# Can anyone place this breed?



## shafferfamilyfarmllc (Dec 29, 2021)

Came across this girl while on vacation. Can anyone place the breed of chicken? Beautiful up close, the feathers almost looked like lace. Just curious since I've never seen one before.


----------



## robin416 (Sep 8, 2013)

Silver laced Wyandotte? 

Need @ChickenBiscuts @dawg53 and @imnukensc to take a quick peek.


----------



## dawg53 (Aug 25, 2015)

robin416 said:


> Silver laced Wyandotte?
> 
> Need @ChickenBiscuts @dawg53 and @imnukensc to take a quick peek.


Maybe a Pencil Laced Wyandotte. She's a beautiful hen.


----------



## ChickenBiscuts (May 28, 2021)

Not a Wyandotte.
Based on her beak I’d say she has pink skin, but to be sure What color were her shanks? 
Was she bantam sized?


----------



## Animals45 (May 11, 2021)

Definitely not a Wyandotte, way too small for one. I'd say she's probably a Fayomi.
Here is a picture of one to give you an idea of what they look like! Also do you know what color her legs were?


----------



## lovemychixkenz11 (12 mo ago)

Yup definitely one.


----------



## lovemychixkenz11 (12 mo ago)

Super pretty too


----------



## ChickenBiscuts (May 28, 2021)

I do not believe this is a fayoumi.

OP, was this a feral bird?


----------



## robin416 (Sep 8, 2013)

@shafferfamilyfarmllc people are asking for more information.


----------



## ChickenMom24 (Feb 14, 2021)

I was just browsing chickens (I know, I know…..need to not be doing that!) and thought of this thread when I saw this pretty girl. Look kinda similar….close anyway. Feather pattern is a bit different.


----------



## fuzzies (Jul 27, 2021)

Definitely need more information before a definitive answer can be given. Where was she seen? Was she in a flock, or was she feral? Do you have any more pictures of her that might show her legs or natural stance and body type?
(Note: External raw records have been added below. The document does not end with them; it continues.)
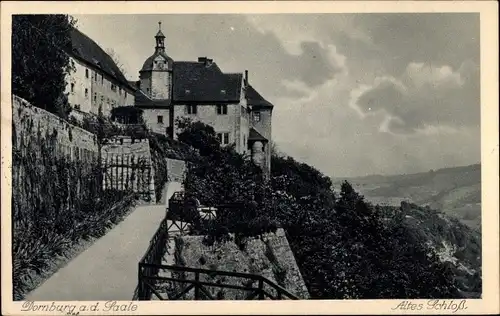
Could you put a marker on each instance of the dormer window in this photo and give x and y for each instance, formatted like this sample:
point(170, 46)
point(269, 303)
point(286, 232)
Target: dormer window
point(222, 109)
point(191, 109)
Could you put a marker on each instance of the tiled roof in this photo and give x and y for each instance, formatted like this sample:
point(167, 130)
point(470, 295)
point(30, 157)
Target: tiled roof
point(254, 135)
point(255, 100)
point(143, 101)
point(204, 83)
point(84, 48)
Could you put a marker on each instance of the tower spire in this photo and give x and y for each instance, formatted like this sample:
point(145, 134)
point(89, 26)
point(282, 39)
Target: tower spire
point(160, 38)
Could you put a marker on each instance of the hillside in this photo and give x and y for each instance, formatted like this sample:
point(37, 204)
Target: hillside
point(456, 245)
point(454, 191)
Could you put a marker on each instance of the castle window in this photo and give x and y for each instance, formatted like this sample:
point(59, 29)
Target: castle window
point(191, 109)
point(223, 138)
point(256, 116)
point(222, 109)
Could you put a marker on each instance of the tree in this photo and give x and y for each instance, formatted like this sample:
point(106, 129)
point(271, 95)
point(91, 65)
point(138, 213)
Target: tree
point(225, 179)
point(39, 60)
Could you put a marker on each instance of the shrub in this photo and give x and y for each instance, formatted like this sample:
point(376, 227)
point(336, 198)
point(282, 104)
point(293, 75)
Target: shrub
point(56, 203)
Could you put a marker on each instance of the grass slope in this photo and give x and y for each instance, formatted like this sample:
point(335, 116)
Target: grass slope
point(455, 191)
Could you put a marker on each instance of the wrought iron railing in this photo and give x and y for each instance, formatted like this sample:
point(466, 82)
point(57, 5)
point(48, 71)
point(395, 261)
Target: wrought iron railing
point(186, 283)
point(158, 247)
point(194, 284)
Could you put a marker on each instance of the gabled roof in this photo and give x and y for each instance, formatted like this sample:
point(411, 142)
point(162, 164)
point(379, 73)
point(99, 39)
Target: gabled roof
point(84, 48)
point(143, 101)
point(204, 82)
point(255, 100)
point(253, 135)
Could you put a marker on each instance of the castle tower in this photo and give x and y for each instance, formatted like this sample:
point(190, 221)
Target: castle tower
point(260, 127)
point(156, 73)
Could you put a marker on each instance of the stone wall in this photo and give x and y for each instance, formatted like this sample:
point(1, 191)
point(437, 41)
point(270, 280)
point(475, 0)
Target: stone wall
point(127, 165)
point(54, 164)
point(30, 122)
point(263, 256)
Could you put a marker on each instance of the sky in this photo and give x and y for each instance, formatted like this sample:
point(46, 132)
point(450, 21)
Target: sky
point(353, 94)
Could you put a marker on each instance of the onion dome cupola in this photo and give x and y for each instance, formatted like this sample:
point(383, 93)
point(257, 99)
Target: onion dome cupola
point(156, 72)
point(159, 60)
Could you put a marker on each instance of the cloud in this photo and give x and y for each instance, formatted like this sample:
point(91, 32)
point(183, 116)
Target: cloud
point(354, 94)
point(424, 96)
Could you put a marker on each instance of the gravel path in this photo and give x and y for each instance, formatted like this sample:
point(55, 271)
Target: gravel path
point(107, 270)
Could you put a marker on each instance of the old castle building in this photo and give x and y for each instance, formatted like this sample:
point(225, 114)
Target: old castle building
point(96, 83)
point(168, 90)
I agree with CB that this doesn't look like a Fayoumi. Fayoumis are transverse pencilled, not multiple lace pencilled like the bird in the original post. The difference is that transverse penciling looks almost like barring, while laced penciling traces the edge of the feather. She's also definitely not a Cochin based on the visible tail feathers; Cochins should have a cushion tail that just looks like a round poof, not distinct tail feathers.
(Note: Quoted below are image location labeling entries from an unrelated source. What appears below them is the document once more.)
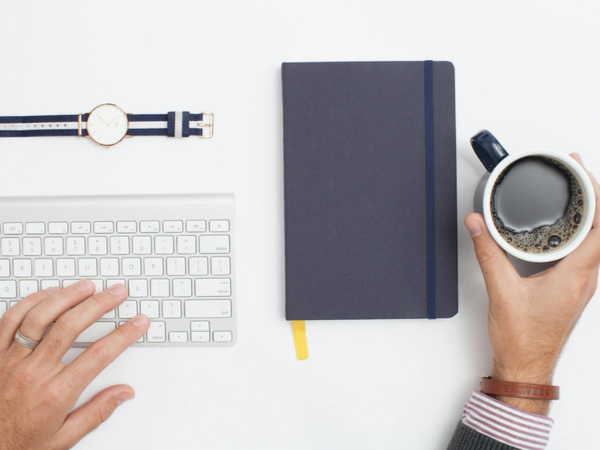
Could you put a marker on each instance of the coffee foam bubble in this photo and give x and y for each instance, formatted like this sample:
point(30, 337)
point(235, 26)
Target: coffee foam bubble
point(545, 238)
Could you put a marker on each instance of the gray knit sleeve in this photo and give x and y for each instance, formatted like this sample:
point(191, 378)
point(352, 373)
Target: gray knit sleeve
point(466, 438)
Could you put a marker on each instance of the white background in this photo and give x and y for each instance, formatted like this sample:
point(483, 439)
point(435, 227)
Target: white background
point(525, 70)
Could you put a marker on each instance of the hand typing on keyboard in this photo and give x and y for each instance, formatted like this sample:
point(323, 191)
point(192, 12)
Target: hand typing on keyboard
point(37, 391)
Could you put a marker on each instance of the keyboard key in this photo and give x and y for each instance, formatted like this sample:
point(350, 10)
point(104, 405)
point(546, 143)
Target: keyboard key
point(171, 309)
point(199, 266)
point(43, 267)
point(50, 283)
point(111, 283)
point(10, 247)
point(159, 287)
point(109, 267)
point(150, 226)
point(110, 315)
point(138, 288)
point(140, 340)
point(200, 336)
point(65, 267)
point(8, 289)
point(132, 267)
point(126, 227)
point(150, 308)
point(222, 336)
point(163, 245)
point(220, 265)
point(27, 287)
point(217, 226)
point(214, 244)
point(75, 246)
point(213, 287)
point(156, 332)
point(96, 331)
point(98, 245)
point(172, 226)
point(13, 228)
point(99, 285)
point(21, 268)
point(88, 267)
point(119, 245)
point(67, 283)
point(174, 336)
point(128, 309)
point(195, 226)
point(32, 246)
point(35, 228)
point(81, 228)
point(104, 227)
point(206, 309)
point(58, 228)
point(182, 287)
point(4, 268)
point(142, 245)
point(175, 266)
point(203, 325)
point(53, 246)
point(186, 245)
point(153, 266)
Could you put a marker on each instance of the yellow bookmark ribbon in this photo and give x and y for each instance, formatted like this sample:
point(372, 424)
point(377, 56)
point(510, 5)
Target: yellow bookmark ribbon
point(300, 341)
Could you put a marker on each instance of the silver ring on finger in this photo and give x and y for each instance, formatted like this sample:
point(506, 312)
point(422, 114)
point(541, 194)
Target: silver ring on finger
point(26, 342)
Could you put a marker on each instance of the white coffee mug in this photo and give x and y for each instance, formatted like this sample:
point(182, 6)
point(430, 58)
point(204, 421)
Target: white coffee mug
point(495, 159)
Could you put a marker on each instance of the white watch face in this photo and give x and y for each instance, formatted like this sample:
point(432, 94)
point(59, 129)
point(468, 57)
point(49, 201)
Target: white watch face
point(107, 124)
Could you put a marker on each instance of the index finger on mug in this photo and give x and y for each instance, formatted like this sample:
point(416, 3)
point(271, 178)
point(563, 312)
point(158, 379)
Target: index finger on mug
point(587, 256)
point(87, 366)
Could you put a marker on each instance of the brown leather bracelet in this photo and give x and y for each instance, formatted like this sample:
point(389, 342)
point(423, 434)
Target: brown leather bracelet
point(522, 390)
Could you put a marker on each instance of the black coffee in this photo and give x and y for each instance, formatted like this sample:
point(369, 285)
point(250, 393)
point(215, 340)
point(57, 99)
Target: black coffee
point(537, 204)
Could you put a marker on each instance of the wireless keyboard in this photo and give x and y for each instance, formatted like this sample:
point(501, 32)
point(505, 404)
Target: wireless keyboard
point(175, 253)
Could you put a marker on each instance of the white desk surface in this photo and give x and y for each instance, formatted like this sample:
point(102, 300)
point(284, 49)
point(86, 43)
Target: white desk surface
point(525, 70)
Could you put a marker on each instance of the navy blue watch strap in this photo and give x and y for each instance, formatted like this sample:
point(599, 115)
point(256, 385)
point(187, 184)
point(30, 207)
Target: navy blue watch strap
point(178, 124)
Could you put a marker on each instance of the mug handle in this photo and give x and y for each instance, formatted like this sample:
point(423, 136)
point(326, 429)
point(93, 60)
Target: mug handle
point(487, 148)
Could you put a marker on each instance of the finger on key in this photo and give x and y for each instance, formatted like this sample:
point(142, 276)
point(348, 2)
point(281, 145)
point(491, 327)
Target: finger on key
point(38, 320)
point(72, 323)
point(13, 318)
point(101, 353)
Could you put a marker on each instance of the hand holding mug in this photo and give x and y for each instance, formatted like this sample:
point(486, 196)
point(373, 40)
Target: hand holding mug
point(531, 318)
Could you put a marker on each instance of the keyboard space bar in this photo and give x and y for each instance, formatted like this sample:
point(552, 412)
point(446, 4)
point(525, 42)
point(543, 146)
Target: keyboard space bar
point(97, 331)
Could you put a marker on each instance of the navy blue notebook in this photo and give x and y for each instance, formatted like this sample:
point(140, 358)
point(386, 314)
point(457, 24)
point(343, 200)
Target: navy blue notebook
point(370, 190)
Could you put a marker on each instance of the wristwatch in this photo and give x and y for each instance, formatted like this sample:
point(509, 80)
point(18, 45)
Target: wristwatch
point(108, 125)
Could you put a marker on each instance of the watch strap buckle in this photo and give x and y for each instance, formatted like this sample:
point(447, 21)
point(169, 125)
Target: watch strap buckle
point(210, 125)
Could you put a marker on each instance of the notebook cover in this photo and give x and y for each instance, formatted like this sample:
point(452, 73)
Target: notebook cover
point(356, 136)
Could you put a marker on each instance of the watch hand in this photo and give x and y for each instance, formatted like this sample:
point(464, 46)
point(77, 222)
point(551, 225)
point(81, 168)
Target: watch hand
point(98, 116)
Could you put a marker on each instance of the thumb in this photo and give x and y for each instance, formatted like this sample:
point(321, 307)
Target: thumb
point(495, 265)
point(90, 416)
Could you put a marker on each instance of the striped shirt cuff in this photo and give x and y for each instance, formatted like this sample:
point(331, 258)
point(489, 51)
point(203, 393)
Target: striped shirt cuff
point(507, 424)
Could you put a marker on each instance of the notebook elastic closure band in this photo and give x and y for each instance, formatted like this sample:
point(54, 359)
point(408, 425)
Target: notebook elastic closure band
point(429, 190)
point(300, 341)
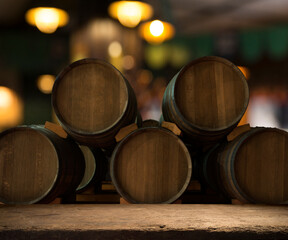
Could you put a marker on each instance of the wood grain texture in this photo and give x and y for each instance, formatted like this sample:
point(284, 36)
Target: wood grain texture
point(92, 101)
point(255, 166)
point(95, 167)
point(207, 98)
point(37, 165)
point(151, 165)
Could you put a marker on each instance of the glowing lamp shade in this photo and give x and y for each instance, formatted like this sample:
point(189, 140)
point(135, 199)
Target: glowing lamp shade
point(45, 83)
point(156, 31)
point(130, 13)
point(47, 19)
point(245, 71)
point(11, 108)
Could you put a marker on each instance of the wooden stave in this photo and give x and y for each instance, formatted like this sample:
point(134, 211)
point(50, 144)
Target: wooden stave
point(226, 168)
point(194, 133)
point(99, 170)
point(126, 196)
point(69, 157)
point(106, 137)
point(150, 123)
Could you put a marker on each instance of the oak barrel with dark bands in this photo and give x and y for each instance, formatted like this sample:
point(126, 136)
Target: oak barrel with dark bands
point(151, 165)
point(93, 101)
point(254, 166)
point(36, 165)
point(206, 99)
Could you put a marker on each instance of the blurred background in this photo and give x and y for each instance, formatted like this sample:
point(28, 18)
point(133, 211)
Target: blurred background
point(253, 34)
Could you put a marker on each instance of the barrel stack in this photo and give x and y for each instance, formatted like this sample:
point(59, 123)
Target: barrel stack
point(94, 103)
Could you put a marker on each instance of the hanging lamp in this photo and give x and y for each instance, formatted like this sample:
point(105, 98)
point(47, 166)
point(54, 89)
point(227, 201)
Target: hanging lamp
point(47, 17)
point(156, 31)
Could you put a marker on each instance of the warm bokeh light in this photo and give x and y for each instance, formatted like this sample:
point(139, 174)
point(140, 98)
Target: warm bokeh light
point(130, 13)
point(115, 49)
point(156, 31)
point(11, 108)
point(156, 28)
point(47, 20)
point(45, 83)
point(245, 71)
point(128, 62)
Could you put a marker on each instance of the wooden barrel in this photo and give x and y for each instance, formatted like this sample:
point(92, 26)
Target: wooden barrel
point(151, 165)
point(93, 101)
point(150, 123)
point(206, 99)
point(254, 166)
point(95, 167)
point(36, 165)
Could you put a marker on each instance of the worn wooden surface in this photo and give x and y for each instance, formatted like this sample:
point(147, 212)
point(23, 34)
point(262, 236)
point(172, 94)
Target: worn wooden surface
point(151, 165)
point(130, 221)
point(211, 93)
point(90, 96)
point(36, 165)
point(254, 167)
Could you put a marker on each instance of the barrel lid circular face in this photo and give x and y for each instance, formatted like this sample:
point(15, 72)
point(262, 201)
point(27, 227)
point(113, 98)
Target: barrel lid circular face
point(151, 165)
point(28, 166)
point(89, 96)
point(261, 165)
point(211, 93)
point(90, 166)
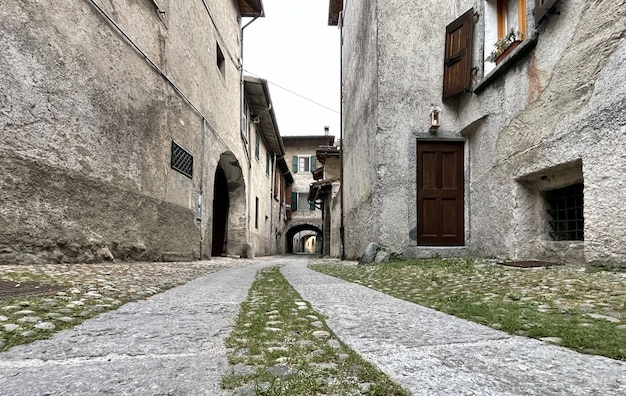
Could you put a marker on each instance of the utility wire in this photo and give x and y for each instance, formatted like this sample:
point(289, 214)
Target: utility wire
point(294, 93)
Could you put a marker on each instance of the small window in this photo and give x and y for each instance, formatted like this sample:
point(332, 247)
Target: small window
point(457, 69)
point(294, 201)
point(221, 61)
point(566, 212)
point(303, 163)
point(245, 126)
point(505, 28)
point(542, 8)
point(181, 160)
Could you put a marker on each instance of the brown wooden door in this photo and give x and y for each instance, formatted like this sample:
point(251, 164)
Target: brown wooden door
point(440, 194)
I've seen mixes that resemble this bird, so it's possible that she's simply a barnyard mix. She also strongly resembles an Iowa Blue, but those are _very _rare from my understanding so I wouldn't jump to that right away without knowing more about this bird. I'll reserve making a definitive guess for if more information is supplied.


----------